JUAN GONZÁLEZ: And, Rashad—
RASHAD ROBINSON: That’s a—yes.
JUAN GONZÁLEZ: Rashad, I wanted to ask you, in terms of—you mentioned Texas and Georgia. These are states that have been reliably red for decades. And so you’re seeing a situation, whether it’s Beto O’Rourke or whether it’s the race in Georgia, that now the progressive Democrats are really coming close. So, it’s showing you that Texas is no longer as reliably red, nor is Georgia. And also Florida, this may be the last time it’s a swing state, because of Amendment 4.

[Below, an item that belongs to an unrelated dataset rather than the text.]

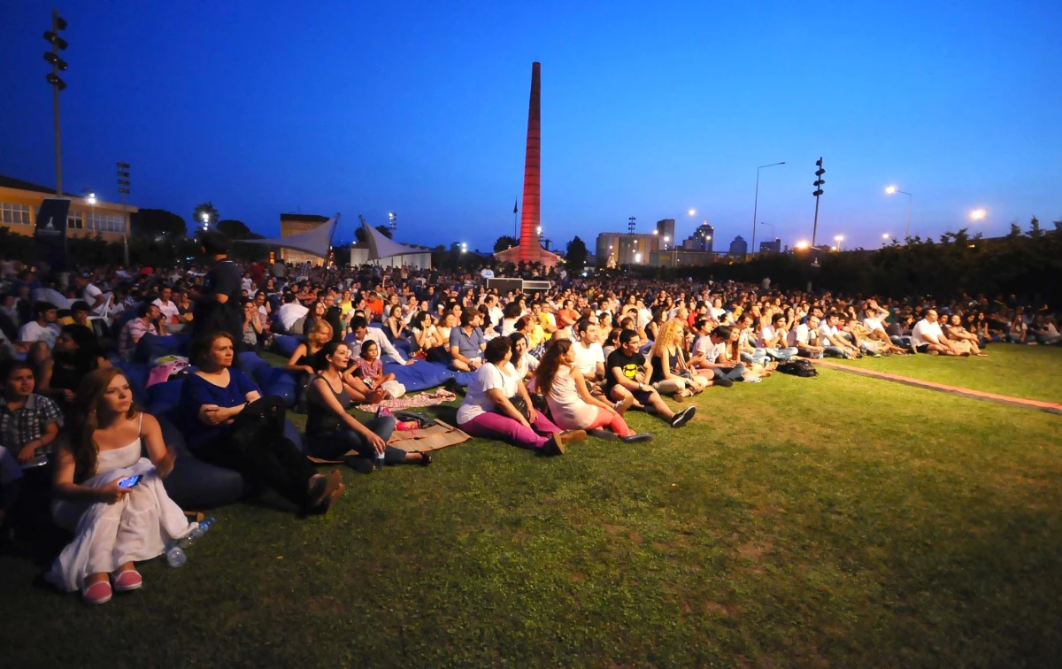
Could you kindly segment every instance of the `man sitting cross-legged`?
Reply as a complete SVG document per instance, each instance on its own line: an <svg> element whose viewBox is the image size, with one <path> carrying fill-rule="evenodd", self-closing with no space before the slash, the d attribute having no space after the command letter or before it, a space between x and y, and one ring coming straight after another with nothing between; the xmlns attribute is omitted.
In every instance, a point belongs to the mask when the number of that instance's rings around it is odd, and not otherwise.
<svg viewBox="0 0 1062 669"><path fill-rule="evenodd" d="M725 347L730 341L731 327L720 325L710 330L708 327L707 319L701 319L693 324L697 341L693 342L693 357L689 363L697 368L698 374L714 380L714 385L727 388L734 381L742 379L744 365L726 360Z"/></svg>
<svg viewBox="0 0 1062 669"><path fill-rule="evenodd" d="M667 421L671 427L679 428L689 422L697 413L696 407L687 407L679 413L664 404L660 393L645 382L652 375L650 362L638 351L638 333L623 330L619 334L619 348L609 354L609 367L605 374L605 393L610 399L620 404L620 408L634 406L657 414ZM641 379L641 380L638 380Z"/></svg>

RASHAD ROBINSON: Amendment 4, which is so exciting. You know, and this kind of debunks a lot of what the political class, some of the consultants, will tell you about what it takes to win those type of seats. Oftentimes what they’ll say is they need to find that sort of middle-of-the-road candidate, someone that maybe has come from the military or has the right last name—maybe their parents or grandparents had won—and that is the sort of pathway to sort of taking back these sort of tough-to-reach places. But I do think that what Stacey, what Andrew, what O’Rourke have demonstrated is that mobilizing a base in states and in places where the demographics are rapidly changing is our best path to power.

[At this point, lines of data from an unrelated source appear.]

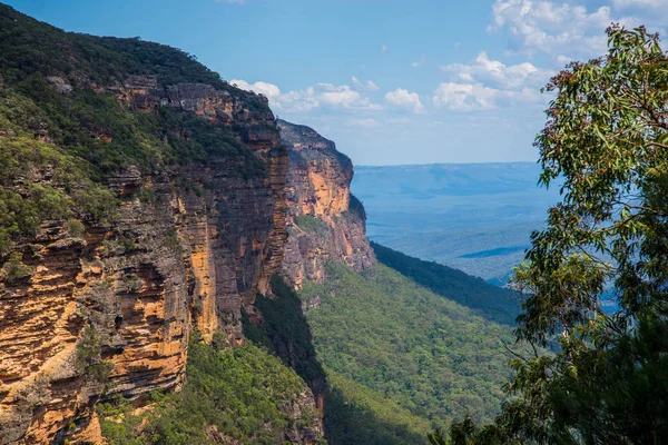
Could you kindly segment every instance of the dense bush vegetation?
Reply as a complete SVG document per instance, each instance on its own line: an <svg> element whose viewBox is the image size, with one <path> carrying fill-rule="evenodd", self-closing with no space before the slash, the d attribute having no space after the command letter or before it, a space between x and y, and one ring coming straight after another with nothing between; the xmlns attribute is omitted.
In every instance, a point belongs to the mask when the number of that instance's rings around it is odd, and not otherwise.
<svg viewBox="0 0 668 445"><path fill-rule="evenodd" d="M308 284L303 299L321 363L413 415L448 422L471 412L491 419L510 375L501 340L511 329L418 286L379 265L356 274L327 268L327 283Z"/></svg>
<svg viewBox="0 0 668 445"><path fill-rule="evenodd" d="M240 160L242 178L265 174L230 129L167 107L131 111L115 95L92 89L129 75L156 76L163 86L209 83L268 111L259 97L177 49L63 32L0 4L0 258L45 220L112 218L117 202L104 179L130 165L165 171L226 156ZM59 92L49 76L73 89Z"/></svg>
<svg viewBox="0 0 668 445"><path fill-rule="evenodd" d="M608 44L547 86L540 182L562 178L562 198L513 277L518 340L561 348L514 359L511 400L494 424L454 425L455 445L668 437L668 55L645 28L611 26Z"/></svg>
<svg viewBox="0 0 668 445"><path fill-rule="evenodd" d="M395 399L327 370L325 432L331 445L422 445L431 427Z"/></svg>
<svg viewBox="0 0 668 445"><path fill-rule="evenodd" d="M519 295L475 278L461 270L423 261L372 243L379 261L452 301L464 305L481 317L514 325L519 314Z"/></svg>
<svg viewBox="0 0 668 445"><path fill-rule="evenodd" d="M295 421L286 407L306 385L279 359L252 344L216 349L195 339L188 349L186 385L179 394L154 394L155 404L131 414L122 398L100 404L110 444L209 444L214 432L242 444L281 444L284 429L313 425L315 412ZM306 409L307 411L307 409Z"/></svg>
<svg viewBox="0 0 668 445"><path fill-rule="evenodd" d="M262 325L244 317L244 334L272 348L313 388L325 395L324 423L331 445L418 445L425 443L429 421L418 417L396 400L357 384L317 360L311 328L297 294L278 276L272 277L273 298L257 296L255 307Z"/></svg>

It is also our best path to actually delivering real results for folks, because elections are not about getting people jobs or moving people up a ladder, they’re actually about delivering for folks. And in 2016, a lot of what we heard from our members and from the members—our member volunteers who were out talking to folks is that people were just disenchanted with the political process. And this time around, the number of volunteers, the number of excitement, because there was actually candidates willing to speak clearly and directly—and the fact that we are so close in Georgia, and we are—and we were so close to winning in Florida, does send a real clear message about what’s possible.
AMY GOODMAN: You know, a lot is being made of the record number of people—
KATRINA VANDEN HEUVEL: Yeah.
AMY GOODMAN: —who came out, 113 million people, in these midterm elections, compared to something like 83.3 million in 2014. But still, that is a half the population, the voting-age population, did not vote.